How Does Faith Come?

By David W Hall

The crowds surged excitedly around Him as He walked through their streets. They had been hearing startling rumours for months, and now He was here in their own town. What miracles would He perform among them, and what power would He demonstrate? He had already opened blind eyes, healed deaf ears and even raised some from the dead. Many had told of how He had twice fed multitudes from a single basket of bread and fish. It was easy for the people to follow Him because the evidence was here before their eyes. It was exciting! Who could doubt it?!

Yet, in all the excitement of the miracles and spectacle there was very little faith. It took only a short time before this same multitude was crying out, ‘crucify Him!’ Which all serves to demonstrate that faith does not come by seeing miracles or supernatural signs.
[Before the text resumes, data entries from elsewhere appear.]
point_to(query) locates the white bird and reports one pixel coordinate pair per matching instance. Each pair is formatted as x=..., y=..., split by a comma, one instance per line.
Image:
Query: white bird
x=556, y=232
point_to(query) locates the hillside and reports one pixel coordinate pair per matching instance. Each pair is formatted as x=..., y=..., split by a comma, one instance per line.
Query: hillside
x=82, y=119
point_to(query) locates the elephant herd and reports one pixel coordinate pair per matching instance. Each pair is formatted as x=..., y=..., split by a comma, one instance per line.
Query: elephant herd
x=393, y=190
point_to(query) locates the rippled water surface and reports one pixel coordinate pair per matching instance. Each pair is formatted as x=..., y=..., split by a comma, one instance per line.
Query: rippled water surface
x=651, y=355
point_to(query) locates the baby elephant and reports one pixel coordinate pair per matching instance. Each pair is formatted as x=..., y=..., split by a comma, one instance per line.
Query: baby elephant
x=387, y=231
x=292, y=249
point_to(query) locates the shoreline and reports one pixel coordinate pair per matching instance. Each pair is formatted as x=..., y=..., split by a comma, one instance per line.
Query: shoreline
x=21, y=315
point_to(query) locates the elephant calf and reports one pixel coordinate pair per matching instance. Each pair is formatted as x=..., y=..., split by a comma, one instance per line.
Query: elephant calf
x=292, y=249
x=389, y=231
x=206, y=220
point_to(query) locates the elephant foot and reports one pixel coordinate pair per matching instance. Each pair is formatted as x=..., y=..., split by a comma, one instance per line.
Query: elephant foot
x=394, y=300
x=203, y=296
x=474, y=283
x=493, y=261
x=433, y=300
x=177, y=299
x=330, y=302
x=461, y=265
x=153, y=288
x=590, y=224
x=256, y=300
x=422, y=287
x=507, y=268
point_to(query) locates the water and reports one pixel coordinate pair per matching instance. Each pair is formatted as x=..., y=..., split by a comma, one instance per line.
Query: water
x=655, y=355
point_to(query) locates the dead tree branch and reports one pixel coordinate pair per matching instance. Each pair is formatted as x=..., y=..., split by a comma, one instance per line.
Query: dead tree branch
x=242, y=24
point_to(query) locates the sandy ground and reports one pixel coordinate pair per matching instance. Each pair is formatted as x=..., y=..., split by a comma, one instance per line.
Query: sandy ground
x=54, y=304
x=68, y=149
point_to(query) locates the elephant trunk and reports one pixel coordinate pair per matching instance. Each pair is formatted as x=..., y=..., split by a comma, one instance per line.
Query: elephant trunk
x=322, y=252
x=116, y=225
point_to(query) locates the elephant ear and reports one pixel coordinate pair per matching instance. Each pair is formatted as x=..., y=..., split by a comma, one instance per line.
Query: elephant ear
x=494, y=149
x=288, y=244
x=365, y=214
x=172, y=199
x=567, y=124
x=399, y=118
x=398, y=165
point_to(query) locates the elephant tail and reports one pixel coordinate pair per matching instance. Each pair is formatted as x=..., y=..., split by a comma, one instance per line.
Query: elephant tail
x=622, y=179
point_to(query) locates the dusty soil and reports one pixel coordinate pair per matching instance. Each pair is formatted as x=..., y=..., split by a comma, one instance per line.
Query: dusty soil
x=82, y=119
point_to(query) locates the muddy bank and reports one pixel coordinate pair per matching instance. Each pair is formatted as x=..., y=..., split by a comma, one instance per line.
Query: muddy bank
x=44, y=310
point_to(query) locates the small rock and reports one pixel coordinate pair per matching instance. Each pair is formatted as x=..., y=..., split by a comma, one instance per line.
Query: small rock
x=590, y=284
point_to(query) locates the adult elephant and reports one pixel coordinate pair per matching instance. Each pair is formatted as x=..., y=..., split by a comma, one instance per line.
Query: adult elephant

Of all of Jesus’ life prior to His crucifixion, the most important thing was not what He did but what He said. The miracles served primarily to get people’s attention. A miracle could change circumstances for a day or a lifetime, but His Word had the power to change a person forever! His Word has the capacity to generate in the heart of a man or woman the divine element of God’s faith – yes, the faith of God! Sadly for the people of Jesus’ nation, His Word found no lodging in their hearts, and thus there was no faith to receive Him as their Lord and Messiah.

Do not misunderstand me. I do believe in the power of God to still work miracles today. My own mother was miraculously healed of TB. Her faith enabled the miracle, but her faith itself was far more important than the miracle.

When Jesus commissioned His disciples to go into all the world with the gospel, He said miraculous signs would follow their declaration of the word. That is exactly what happened. The word came first, and then the miracles followed. Mark 16:17 & 20. Notice the order – the word first, then the miracles. Why? The answer is simple. When people receive the messengers of Christ, and embrace the word in their mouths, then faith is generated in their hearts. This resultant faith is not just for miracles. It is for the entire package of the Gospel of Jesus Christ that the Word of the messengers declare.

The apostle John wrote, ‘the Word became flesh and dwelt amongst us’. The same passage also reads, ‘as many as received Him, to them He gave the right to become children of God, to those who believe in His name’. Jn 1:11,12, &14. Jesus did not just bring a divine word – He was the divine Word in human form! The message He brought, which is still being proclaimed today, is that through faith, we can become sons of God. That is why He died on the cross – so that the way could be opened for us into full relationship with God. This is the message that has the divine capacity to create faith within us, if we will receive it. That is because God’s word is not just information, it is the very seed-life of God in spoken form. When that seed lodges in our hearts it germinates and springs up to produce the fruit of God’s life within us. Nothing short of a miracle happens inside us!

The apostle Paul wrote, ‘faith comes by hearing, and hearing by the Word of God’. Simple, is it not? Faith does not come by witnessing miracles, nor by visible evidence, nor by impeccable logic or convincing argument. It comes by hearing and receiving God’s word in the mouth of His messengers.

Faith is a divine element provided to us by God. Paul said, ‘by grace are ye saved through faith; and that not of yourselves: it is the gift of God’. Eph 2:8. Once it is operating in us we immediately begin to see its effect in our lives.

• Faith saves us from sin. Eph 2:8
• It delivers us from condemnation and judgement. Jn 3:16, 17.
• It raises us to the heights of relationship with Christ and the Father. Eph 2:8.
• It releases God’s hand to work on our behalf. Mat 13:58.
• enables us to live as God designed us. 1 Pet 1:5

Above all, the faith that God provides to us is the faith to join Christ in His life of self-sacrificing love. Paul declared, ‘I have been crucified with Christ; it is no longer I who live, but Christ lives in me; and the life which I now live in the flesh I live by faith in the Son of God, who loved me and gave Himself for me’. Gal 2:20.